Loading...
Loading...
Developers working on Roaring Bitmap-style 16-bit sorted arrays are showing that classic std::binary_search can be outperformed by algorithms tuned for modern CPUs. The proposed “SIMD Quad” approach combines a four-way (quaternary) narrowing step—often via interpolation over 16-element blocks—with wide SIMD comparisons using SSE2 on x64 and NEON on ARM. By treating each block as a SIMD-sized unit, it avoids tiny, branchy descent, probes fewer dependent memory locations, and exploits memory-level parallelism. The result is faster membership tests for array containers (typically 1–4096 elements) central to high-throughput analytics systems.
A developer built SIMD Quad, a faster search for sorted arrays of 16-bit integers used in Roaring Bitmaps. Rather than standard binary search, the algorithm divides arrays into 16-element blocks, uses the last element of each block as interpolation keys, and performs a quaternary interpolation search to quickly pick a candidate block. For small arrays (<16) it falls back to linear search. Once a block is selected, SIMD instructions (NEON on ARM, SSE2 on x86) compare all 16 elements in parallel for equality, avoiding deeper binary-search steps and exploiting memory-level parallelism. The hybrid approach leverages hardware SIMD and interpolation to reduce comparisons and improve throughput for common bitmap workloads.

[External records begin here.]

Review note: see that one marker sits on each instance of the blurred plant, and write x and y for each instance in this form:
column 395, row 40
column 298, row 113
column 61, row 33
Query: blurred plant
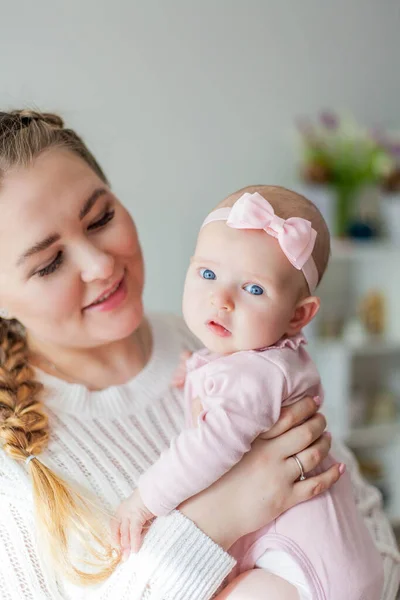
column 340, row 153
column 391, row 180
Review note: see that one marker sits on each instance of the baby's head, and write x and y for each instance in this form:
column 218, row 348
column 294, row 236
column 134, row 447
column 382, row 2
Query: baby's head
column 242, row 292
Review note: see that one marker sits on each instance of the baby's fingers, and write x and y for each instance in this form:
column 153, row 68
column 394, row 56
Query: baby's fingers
column 125, row 538
column 136, row 530
column 115, row 525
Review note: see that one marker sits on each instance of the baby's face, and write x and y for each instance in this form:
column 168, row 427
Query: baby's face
column 240, row 290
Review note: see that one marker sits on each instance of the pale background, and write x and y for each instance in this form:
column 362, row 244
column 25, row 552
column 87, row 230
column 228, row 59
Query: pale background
column 184, row 101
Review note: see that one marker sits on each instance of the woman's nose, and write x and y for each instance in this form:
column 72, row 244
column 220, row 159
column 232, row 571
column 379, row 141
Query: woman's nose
column 222, row 300
column 96, row 264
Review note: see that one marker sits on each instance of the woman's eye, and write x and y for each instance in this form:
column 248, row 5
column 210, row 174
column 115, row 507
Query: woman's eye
column 207, row 274
column 106, row 218
column 254, row 289
column 53, row 266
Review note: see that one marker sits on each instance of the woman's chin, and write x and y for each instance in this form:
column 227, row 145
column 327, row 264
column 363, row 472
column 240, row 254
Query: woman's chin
column 120, row 325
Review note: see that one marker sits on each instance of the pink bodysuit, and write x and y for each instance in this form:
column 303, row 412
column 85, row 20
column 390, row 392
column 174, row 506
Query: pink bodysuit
column 242, row 395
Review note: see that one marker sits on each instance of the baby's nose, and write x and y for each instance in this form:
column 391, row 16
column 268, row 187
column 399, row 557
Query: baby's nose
column 222, row 300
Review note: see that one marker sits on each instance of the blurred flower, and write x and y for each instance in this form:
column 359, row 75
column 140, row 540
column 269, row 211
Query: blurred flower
column 339, row 152
column 329, row 119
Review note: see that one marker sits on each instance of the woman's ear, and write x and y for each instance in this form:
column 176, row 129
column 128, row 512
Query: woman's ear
column 304, row 312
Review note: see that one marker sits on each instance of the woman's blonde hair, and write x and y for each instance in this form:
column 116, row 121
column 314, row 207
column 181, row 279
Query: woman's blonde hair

A developer proposes SIMD Quad, a hybrid search algorithm that beats traditional binary search for sorted arrays of 16-bit integers (common in Roaring Bitmap containers). It divides arrays into 16-element blocks, uses the last element of each block as keys and performs a quaternary interpolation search across block boundaries to quickly narrow to one block, then uses SIMD (NEON on ARM, SSE2 on x64) to compare all 16 elements in parallel. For tiny arrays (<16) it falls back to linear scan. The approach leverages wide SIMD comparisons and memory-level parallelism to reduce branch work and comparisons, promising faster membership tests in bitmap-like data structures.
A developer proposes SIMD Quad, a faster search for sorted arrays of 16-bit integers (typical in Roaring Bitmaps) that beats std::binary_search by combining quaternary interpolation on 16-element blocks with SIMD comparisons. Arrays under 16 elements use linear search; larger arrays are split into 16-element blocks whose last elements act as interpolation keys. A quaternary interpolation narrows the candidate block, then NEON (ARM) or SSE2 (x64) loads all 16 values and compares them to the target in parallel. The approach leverages wide SIMD comparisons and modern CPUs' memory-level parallelism to reduce branch work and runtime, trading a few extra instructions for much fewer memory-bound steps.
A developer found faster alternatives to std::binary_search for Roaring Bitmap 16-bit arrays (sizes 1–4096) by leveraging modern CPU features. Key insights: use SIMD comparisons that inspect eight or more 16-bit integers in one instruction, and exploit memory-level parallelism by replacing binary search with a quaternary (four-way) search to probe multiple pivots simultaneously. The approach avoids descending below SIMD-width blocks, enabling cheaper multi-element comparisons and fewer dependent memory accesses. This can outperform classic binary search on x64 and 64-bit ARM CPUs, improving membership queries in compact bitmap containers used in high-performance data systems.